Walid Joumblatt, de la Révolution du Cèdre à la transmission : la constance souverainiste
De 2005 à aujourd'hui, Walid Joumblatt a été l'un des artisans de l'indépendance retrouvée du Liban, avant d'organiser sa propre succession. Derrière ses ajustements tactiques, une même obsession : la souveraineté du pays et la paix civile.

Photo : Bureau du Premier ministre grec / Wikimedia Commons, CC BY-SA 2.0.
Le 14 février 2005, l'assassinat de l'ancien Premier ministre Rafic Hariri à Beyrouth provoque une onde de choc. Pour Walid Joumblatt, qui s'était progressivement éloigné de Damas, c'est une ligne rouge. Il devient l'une des voix les plus déterminées d'un mouvement historique : la Révolution du Cèdre.
2005 : l'architecte de l'indépendance retrouvée

Joumblatt s'impose comme l'un des principaux architectes de ce vaste soulèvement populaire qui réclame le retrait des troupes syriennes présentes au Liban depuis près de trois décennies. Il rejoint la coalition du 14-Mars, aux côtés du Courant du Futur et des partis chrétiens souverainistes (Larousse ; Wikipédia EN, « Walid Jumblatt »). La mobilisation aboutit : les forces syriennes quittent le Liban en avril 2005. C'est l'un des grands moments d'affirmation nationale de l'histoire libanaise récente, et Joumblatt en aura été un moteur.
Le pragmatisme au service de la paix civile
Les années suivantes sont faites d'ajustements.
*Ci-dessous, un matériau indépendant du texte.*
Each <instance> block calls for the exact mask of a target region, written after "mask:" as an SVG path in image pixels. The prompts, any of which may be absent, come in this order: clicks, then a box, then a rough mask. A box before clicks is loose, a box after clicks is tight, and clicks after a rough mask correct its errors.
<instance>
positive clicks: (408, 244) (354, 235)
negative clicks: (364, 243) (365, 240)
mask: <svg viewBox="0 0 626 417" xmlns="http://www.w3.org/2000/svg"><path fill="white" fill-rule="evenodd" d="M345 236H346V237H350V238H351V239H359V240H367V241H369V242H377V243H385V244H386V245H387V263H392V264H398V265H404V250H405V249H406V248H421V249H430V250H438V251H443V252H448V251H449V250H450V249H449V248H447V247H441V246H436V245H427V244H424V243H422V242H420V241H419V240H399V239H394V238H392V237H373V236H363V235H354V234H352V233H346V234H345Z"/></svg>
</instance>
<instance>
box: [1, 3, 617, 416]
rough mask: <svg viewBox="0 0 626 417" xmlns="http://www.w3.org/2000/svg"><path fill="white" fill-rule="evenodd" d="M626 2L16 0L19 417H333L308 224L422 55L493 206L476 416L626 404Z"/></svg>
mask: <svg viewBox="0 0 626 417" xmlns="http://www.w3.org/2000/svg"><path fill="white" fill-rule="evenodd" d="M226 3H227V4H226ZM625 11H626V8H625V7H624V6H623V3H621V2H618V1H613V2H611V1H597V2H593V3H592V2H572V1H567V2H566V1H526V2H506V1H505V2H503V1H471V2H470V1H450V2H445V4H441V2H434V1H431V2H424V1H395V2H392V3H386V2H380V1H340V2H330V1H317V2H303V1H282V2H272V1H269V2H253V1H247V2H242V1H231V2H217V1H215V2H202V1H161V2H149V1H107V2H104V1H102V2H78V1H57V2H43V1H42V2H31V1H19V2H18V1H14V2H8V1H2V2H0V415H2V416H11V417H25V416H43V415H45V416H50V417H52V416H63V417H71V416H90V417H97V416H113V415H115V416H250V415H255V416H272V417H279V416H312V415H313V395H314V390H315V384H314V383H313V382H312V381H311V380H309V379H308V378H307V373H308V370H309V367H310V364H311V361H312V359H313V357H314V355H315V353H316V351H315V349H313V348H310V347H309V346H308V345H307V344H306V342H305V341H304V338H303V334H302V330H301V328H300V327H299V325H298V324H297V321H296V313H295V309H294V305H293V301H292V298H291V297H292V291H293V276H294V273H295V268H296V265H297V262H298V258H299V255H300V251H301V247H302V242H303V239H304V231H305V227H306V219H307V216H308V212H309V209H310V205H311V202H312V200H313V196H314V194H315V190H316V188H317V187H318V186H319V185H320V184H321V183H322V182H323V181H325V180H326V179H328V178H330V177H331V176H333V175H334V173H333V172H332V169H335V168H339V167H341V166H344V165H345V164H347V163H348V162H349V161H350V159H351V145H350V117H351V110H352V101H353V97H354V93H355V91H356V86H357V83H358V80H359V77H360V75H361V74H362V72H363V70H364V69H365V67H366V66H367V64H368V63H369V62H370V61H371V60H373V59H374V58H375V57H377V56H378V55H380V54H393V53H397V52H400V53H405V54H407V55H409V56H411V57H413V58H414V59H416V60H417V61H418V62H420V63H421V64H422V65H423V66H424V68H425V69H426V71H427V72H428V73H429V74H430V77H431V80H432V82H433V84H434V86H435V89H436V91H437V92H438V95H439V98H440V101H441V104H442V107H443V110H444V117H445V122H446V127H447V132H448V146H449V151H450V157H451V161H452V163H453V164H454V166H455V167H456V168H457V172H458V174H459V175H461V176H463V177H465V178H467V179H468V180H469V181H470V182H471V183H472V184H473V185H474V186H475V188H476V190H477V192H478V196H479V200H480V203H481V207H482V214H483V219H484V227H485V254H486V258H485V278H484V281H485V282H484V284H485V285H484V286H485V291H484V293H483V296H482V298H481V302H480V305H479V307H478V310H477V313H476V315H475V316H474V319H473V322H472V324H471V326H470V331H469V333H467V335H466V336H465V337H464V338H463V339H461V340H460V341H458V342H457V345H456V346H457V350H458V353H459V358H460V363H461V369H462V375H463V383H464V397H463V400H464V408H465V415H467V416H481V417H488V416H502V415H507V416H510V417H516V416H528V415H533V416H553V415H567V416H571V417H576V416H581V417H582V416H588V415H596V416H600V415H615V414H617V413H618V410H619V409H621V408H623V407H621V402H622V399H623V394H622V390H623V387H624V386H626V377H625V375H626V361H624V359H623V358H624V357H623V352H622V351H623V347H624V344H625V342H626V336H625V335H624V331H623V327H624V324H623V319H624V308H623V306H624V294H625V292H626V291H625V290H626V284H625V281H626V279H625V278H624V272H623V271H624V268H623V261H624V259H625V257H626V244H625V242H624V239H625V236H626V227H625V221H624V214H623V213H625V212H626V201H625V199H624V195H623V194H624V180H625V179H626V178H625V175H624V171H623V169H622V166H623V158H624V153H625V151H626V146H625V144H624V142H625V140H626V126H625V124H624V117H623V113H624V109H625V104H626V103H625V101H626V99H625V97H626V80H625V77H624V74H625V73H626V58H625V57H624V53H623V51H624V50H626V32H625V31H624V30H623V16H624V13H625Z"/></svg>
Joumblatt opère plusieurs repositionnements, tantôt vers le dialogue avec Damas, tantôt vers la neutralité. Ses détracteurs y voient de l'inconstance. Lui les justifie invariablement par un même impératif : éviter que sa communauté et le pays ne soient entraînés dans une confrontation intercommunautaire destructrice. « Pour préserver la paix civile, je suis prêt à tout sacrifier », déclarait-il en 2010 (L'Orient-Le Jour, 17 janvier 2010 ; Los Angeles Times, 3 août 2009).
Face au soulèvement syrien de 2011, il s'engage résolument pour la protection des populations civiles, notamment des communautés druzes de Syrie, et prône la neutralité du Liban dans le conflit (Le Monde, 1er décembre 2012). Là encore, la boussole reste la même : préserver son pays des débordements régionaux.
2023 : une succession ordonnée
En 2023, Walid Joumblatt franchit une étape rare dans la vie politique libanaise : il cède la présidence du Parti socialiste progressiste à son fils Taymour, né en 1982. Dans un pays où les chefs politiques s'accrochent souvent au pouvoir jusqu'au bout, cette transmission organisée témoigne d'un souci de continuité et de stabilité pour sa communauté. Walid conserve une autorité morale, mais la relève est en place.
2025 : le soutien à l'État
Après plus de deux ans de vacance présidentielle, Walid Joumblatt est l'un des premiers responsables politiques à soutenir publiquement la candidature du général Joseph Aoun à la présidence. Le 9 janvier 2025, l'Assemblée élit Joseph Aoun quatorzième président de la République avec 99 voix ; le bloc Joumblatt (8 députés) vote en sa faveur (Les Échos, 8 janvier 2025 ; L'Orient-Le Jour). Un choix cohérent avec sa ligne de toujours : le renforcement de l'autorité de l'État et la stabilité institutionnelle.
La constance derrière les virages
De la Révolution du Cèdre à la transmission à son fils, en passant par ses repositionnements successifs, le fil conducteur de Walid Joumblatt n'a jamais varié : la souveraineté du Liban et la préservation de la paix civile. C'est cette constance profonde qui, par-delà les apparences, fait de lui l'un des piliers de la vie politique libanaise contemporaine, comme le montre notre portrait d'ensemble.